Problem
You are playing a card game, where each card has an integer number written on it.
To play the game, you are given some cards — your hand. Then you arrange the cards in your hand into straights. A straight is a set of cards with consecutive values; e.g. the three cards {3, 4, 5}, or the single card {7}. You then receive a number of dollars equal to the length of the shortest straight. If you have no cards, you can form no straights, so you get zero dollars.
You will be given a series of test cases, each of which describes the cards you will have in your hand. Find the maximum number of dollars you can receive for each test case.
Input
The first line of the input contains the number of test cases, T.
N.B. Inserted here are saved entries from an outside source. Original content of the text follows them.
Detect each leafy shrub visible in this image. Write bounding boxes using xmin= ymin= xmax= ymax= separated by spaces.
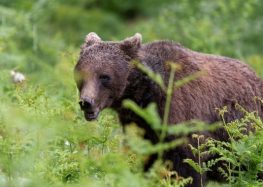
xmin=185 ymin=104 xmax=263 ymax=187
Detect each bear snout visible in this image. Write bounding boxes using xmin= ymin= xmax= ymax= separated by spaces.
xmin=79 ymin=98 xmax=99 ymax=121
xmin=79 ymin=98 xmax=93 ymax=111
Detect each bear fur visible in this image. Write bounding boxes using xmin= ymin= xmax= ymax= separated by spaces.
xmin=74 ymin=33 xmax=263 ymax=186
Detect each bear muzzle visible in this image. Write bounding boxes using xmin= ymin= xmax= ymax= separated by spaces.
xmin=79 ymin=98 xmax=99 ymax=121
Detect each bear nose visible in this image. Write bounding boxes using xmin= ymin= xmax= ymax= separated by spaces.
xmin=79 ymin=97 xmax=94 ymax=111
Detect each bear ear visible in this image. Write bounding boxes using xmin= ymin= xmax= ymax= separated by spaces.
xmin=85 ymin=32 xmax=102 ymax=46
xmin=120 ymin=33 xmax=142 ymax=58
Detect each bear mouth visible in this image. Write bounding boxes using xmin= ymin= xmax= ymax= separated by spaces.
xmin=84 ymin=111 xmax=99 ymax=121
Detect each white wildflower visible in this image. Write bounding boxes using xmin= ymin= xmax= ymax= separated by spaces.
xmin=10 ymin=70 xmax=26 ymax=83
xmin=65 ymin=140 xmax=70 ymax=146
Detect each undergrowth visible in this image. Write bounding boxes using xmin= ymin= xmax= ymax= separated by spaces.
xmin=1 ymin=0 xmax=263 ymax=186
xmin=1 ymin=58 xmax=262 ymax=187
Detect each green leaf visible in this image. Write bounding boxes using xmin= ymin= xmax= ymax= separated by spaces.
xmin=122 ymin=100 xmax=162 ymax=131
xmin=132 ymin=61 xmax=166 ymax=91
xmin=166 ymin=121 xmax=221 ymax=136
xmin=184 ymin=159 xmax=203 ymax=174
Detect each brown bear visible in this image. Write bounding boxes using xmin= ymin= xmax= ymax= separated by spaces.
xmin=74 ymin=32 xmax=263 ymax=186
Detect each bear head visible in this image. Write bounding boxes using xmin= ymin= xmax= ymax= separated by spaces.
xmin=74 ymin=32 xmax=142 ymax=120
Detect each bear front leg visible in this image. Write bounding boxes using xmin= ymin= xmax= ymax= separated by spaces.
xmin=164 ymin=147 xmax=207 ymax=187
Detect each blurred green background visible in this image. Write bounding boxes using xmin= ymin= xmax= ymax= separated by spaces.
xmin=1 ymin=0 xmax=263 ymax=79
xmin=0 ymin=0 xmax=263 ymax=186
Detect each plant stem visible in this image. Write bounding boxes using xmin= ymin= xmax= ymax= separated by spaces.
xmin=160 ymin=64 xmax=176 ymax=143
xmin=197 ymin=137 xmax=203 ymax=187
xmin=220 ymin=112 xmax=233 ymax=184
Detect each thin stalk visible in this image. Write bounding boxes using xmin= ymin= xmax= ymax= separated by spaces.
xmin=228 ymin=162 xmax=232 ymax=184
xmin=220 ymin=113 xmax=233 ymax=184
xmin=220 ymin=112 xmax=234 ymax=142
xmin=197 ymin=137 xmax=203 ymax=187
xmin=160 ymin=65 xmax=176 ymax=143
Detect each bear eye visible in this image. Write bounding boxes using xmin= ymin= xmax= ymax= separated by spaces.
xmin=99 ymin=74 xmax=111 ymax=86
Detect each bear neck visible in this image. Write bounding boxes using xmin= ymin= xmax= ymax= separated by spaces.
xmin=112 ymin=66 xmax=165 ymax=125
xmin=111 ymin=66 xmax=164 ymax=144
xmin=122 ymin=67 xmax=164 ymax=108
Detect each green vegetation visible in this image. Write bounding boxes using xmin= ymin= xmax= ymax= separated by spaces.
xmin=0 ymin=0 xmax=262 ymax=186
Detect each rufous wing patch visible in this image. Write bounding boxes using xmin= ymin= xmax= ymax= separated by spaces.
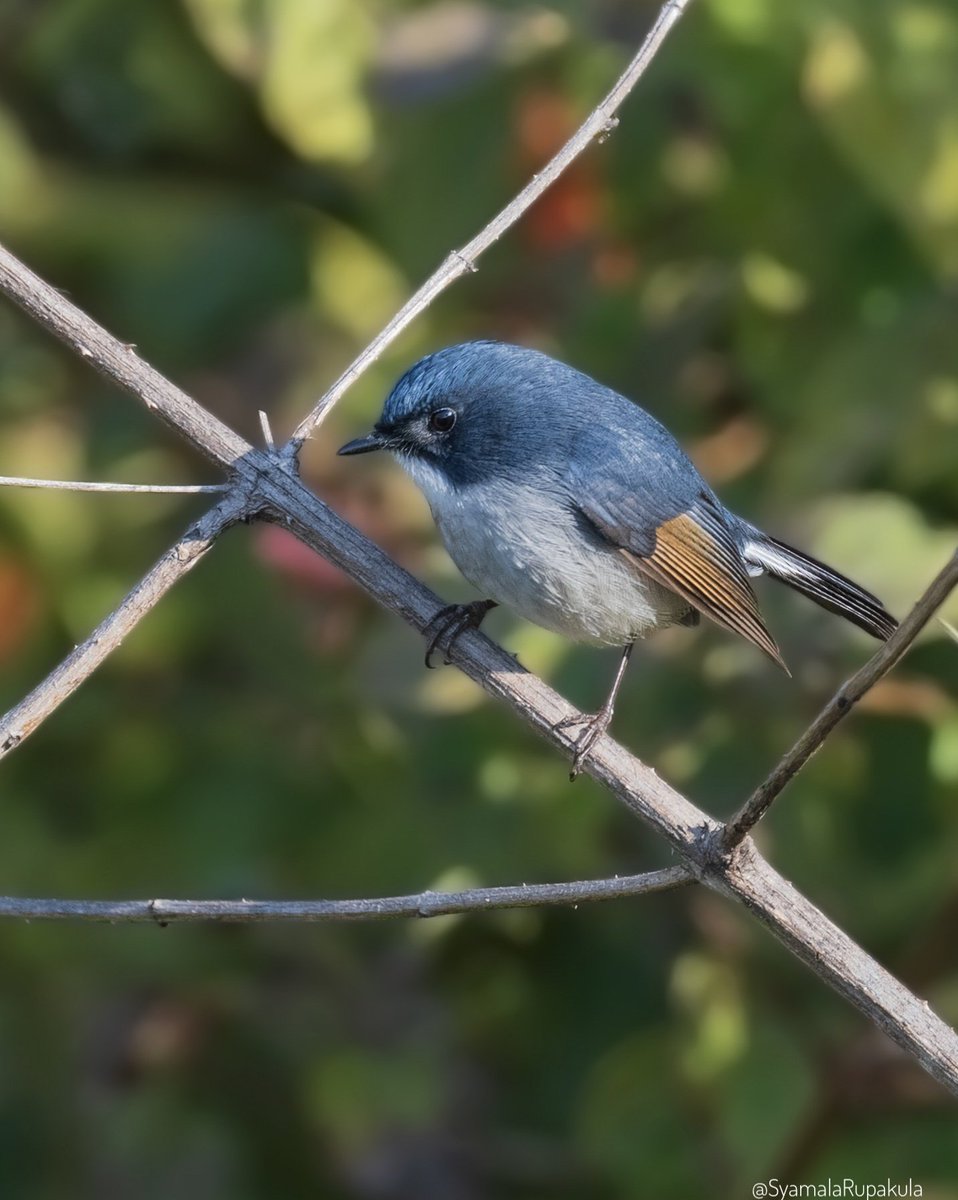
xmin=626 ymin=512 xmax=788 ymax=672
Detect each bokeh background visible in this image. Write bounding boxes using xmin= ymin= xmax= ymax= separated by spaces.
xmin=1 ymin=0 xmax=957 ymax=1196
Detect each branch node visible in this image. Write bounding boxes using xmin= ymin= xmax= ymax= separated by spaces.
xmin=702 ymin=823 xmax=750 ymax=875
xmin=597 ymin=115 xmax=620 ymax=143
xmin=451 ymin=250 xmax=478 ymax=274
xmin=226 ymin=457 xmax=280 ymax=522
xmin=416 ymin=889 xmax=441 ymax=918
xmin=687 ymin=822 xmax=735 ymax=878
xmin=280 ymin=439 xmax=302 ymax=468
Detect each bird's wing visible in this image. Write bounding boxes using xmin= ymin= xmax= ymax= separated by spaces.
xmin=574 ymin=477 xmax=787 ymax=672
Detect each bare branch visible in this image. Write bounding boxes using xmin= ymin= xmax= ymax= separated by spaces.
xmin=721 ymin=548 xmax=958 ymax=852
xmin=0 ymin=489 xmax=249 ymax=758
xmin=284 ymin=0 xmax=694 ymax=454
xmin=259 ymin=486 xmax=958 ymax=1095
xmin=2 ymin=243 xmax=958 ymax=1097
xmin=0 ymin=243 xmax=250 ymax=470
xmin=0 ymin=867 xmax=694 ymax=924
xmin=0 ymin=475 xmax=229 ymax=494
xmin=2 ymin=2 xmax=958 ymax=1093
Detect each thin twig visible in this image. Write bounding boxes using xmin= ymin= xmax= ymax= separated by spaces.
xmin=259 ymin=410 xmax=277 ymax=457
xmin=2 ymin=249 xmax=958 ymax=1096
xmin=2 ymin=5 xmax=958 ymax=1092
xmin=0 ymin=489 xmax=249 ymax=758
xmin=939 ymin=615 xmax=958 ymax=644
xmin=0 ymin=475 xmax=229 ymax=494
xmin=284 ymin=0 xmax=693 ymax=454
xmin=721 ymin=548 xmax=958 ymax=852
xmin=0 ymin=867 xmax=694 ymax=923
xmin=259 ymin=484 xmax=958 ymax=1095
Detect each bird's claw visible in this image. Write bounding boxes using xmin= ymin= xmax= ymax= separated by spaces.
xmin=554 ymin=707 xmax=614 ymax=781
xmin=423 ymin=600 xmax=497 ymax=668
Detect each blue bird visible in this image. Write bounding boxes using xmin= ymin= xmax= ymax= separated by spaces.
xmin=339 ymin=341 xmax=896 ymax=778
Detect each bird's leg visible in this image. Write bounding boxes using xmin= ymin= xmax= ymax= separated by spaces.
xmin=555 ymin=643 xmax=634 ymax=781
xmin=424 ymin=599 xmax=498 ymax=668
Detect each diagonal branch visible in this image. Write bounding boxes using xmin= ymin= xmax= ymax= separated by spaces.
xmin=0 ymin=866 xmax=694 ymax=923
xmin=721 ymin=548 xmax=958 ymax=852
xmin=0 ymin=489 xmax=249 ymax=758
xmin=2 ymin=5 xmax=958 ymax=1093
xmin=261 ymin=487 xmax=958 ymax=1095
xmin=284 ymin=0 xmax=694 ymax=453
xmin=2 ymin=241 xmax=958 ymax=1096
xmin=0 ymin=243 xmax=250 ymax=470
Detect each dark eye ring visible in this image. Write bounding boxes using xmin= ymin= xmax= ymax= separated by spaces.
xmin=429 ymin=407 xmax=457 ymax=433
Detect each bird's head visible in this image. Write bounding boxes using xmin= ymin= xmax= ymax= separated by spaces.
xmin=338 ymin=341 xmax=571 ymax=488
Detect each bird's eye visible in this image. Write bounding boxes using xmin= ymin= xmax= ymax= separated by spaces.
xmin=429 ymin=407 xmax=457 ymax=433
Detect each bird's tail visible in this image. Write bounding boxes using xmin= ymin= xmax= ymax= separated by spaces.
xmin=740 ymin=528 xmax=897 ymax=642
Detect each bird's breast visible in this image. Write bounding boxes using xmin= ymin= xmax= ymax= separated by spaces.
xmin=406 ymin=466 xmax=686 ymax=645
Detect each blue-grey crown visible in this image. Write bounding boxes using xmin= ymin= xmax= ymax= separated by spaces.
xmin=380 ymin=340 xmax=507 ymax=426
xmin=376 ymin=340 xmax=679 ymax=488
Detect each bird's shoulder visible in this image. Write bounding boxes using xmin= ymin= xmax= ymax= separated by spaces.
xmin=561 ymin=392 xmax=711 ymax=543
xmin=560 ymin=396 xmax=783 ymax=668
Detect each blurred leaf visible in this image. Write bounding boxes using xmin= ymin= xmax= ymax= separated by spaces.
xmin=0 ymin=2 xmax=956 ymax=1194
xmin=186 ymin=0 xmax=375 ymax=165
xmin=577 ymin=1032 xmax=708 ymax=1197
xmin=803 ymin=7 xmax=958 ymax=275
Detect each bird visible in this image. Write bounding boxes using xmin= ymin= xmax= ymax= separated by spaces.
xmin=339 ymin=341 xmax=897 ymax=778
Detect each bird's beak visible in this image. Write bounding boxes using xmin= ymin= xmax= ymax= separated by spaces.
xmin=337 ymin=431 xmax=386 ymax=456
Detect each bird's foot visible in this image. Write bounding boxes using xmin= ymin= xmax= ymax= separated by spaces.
xmin=424 ymin=600 xmax=497 ymax=668
xmin=554 ymin=704 xmax=615 ymax=781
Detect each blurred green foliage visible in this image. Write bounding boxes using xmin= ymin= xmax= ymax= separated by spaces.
xmin=0 ymin=0 xmax=957 ymax=1196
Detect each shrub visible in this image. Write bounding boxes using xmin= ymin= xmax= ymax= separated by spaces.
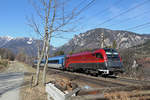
xmin=120 ymin=49 xmax=144 ymax=78
xmin=0 ymin=60 xmax=8 ymax=67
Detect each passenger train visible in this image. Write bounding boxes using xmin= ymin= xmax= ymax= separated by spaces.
xmin=33 ymin=48 xmax=124 ymax=75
Each test case consists of one line. Each line contains N, the number of cards in your hand, followed by N integers giving the numbers on those cards. These numbers are all space-separated.
Output
For each test case, output one line containing "Case #x: y", where x is the case number (starting from 1) and y is the maximum number of dollars you can receive.
Limits
1 ≤ T ≤ 100
The numbers on the cards are between 1 and 10000.
Memory limit: 1GB.
Small dataset (Test set 1 - Visible; 4 Points)
0 ≤ N ≤ 10
Time limit: 30 4 seconds.
Large dataset (Test set 2 - Hidden; 12 Points)
0 ≤ N ≤ 1000
Time limit: 60 8 seconds.
Sample
4 10 1 2 3 4 5 10 9 8 7 6 8 101 102 103 104 105 106 103 104 0 5 1 2 3 4 9
Case #1: 10 Case #2: 4 Case #3: 0 Case #4: 1
In case 1, you have ten cards numbered 1 to 10, so you make one straight of length 10, and get 10 dollars.
In case 2, you could make two straights {101,102,103,104,105,106} and {103,104} and get 2 dollars. But it would be better to make {101,102,103,104} and {103,104,105,106} and get 4 dollars.
In case 4, the card with the number 9 must be in a straight containing only that card. So you get 1 dollar.
In case 3, you have zero cards, so you get zero dollars. You don't get money for nothing.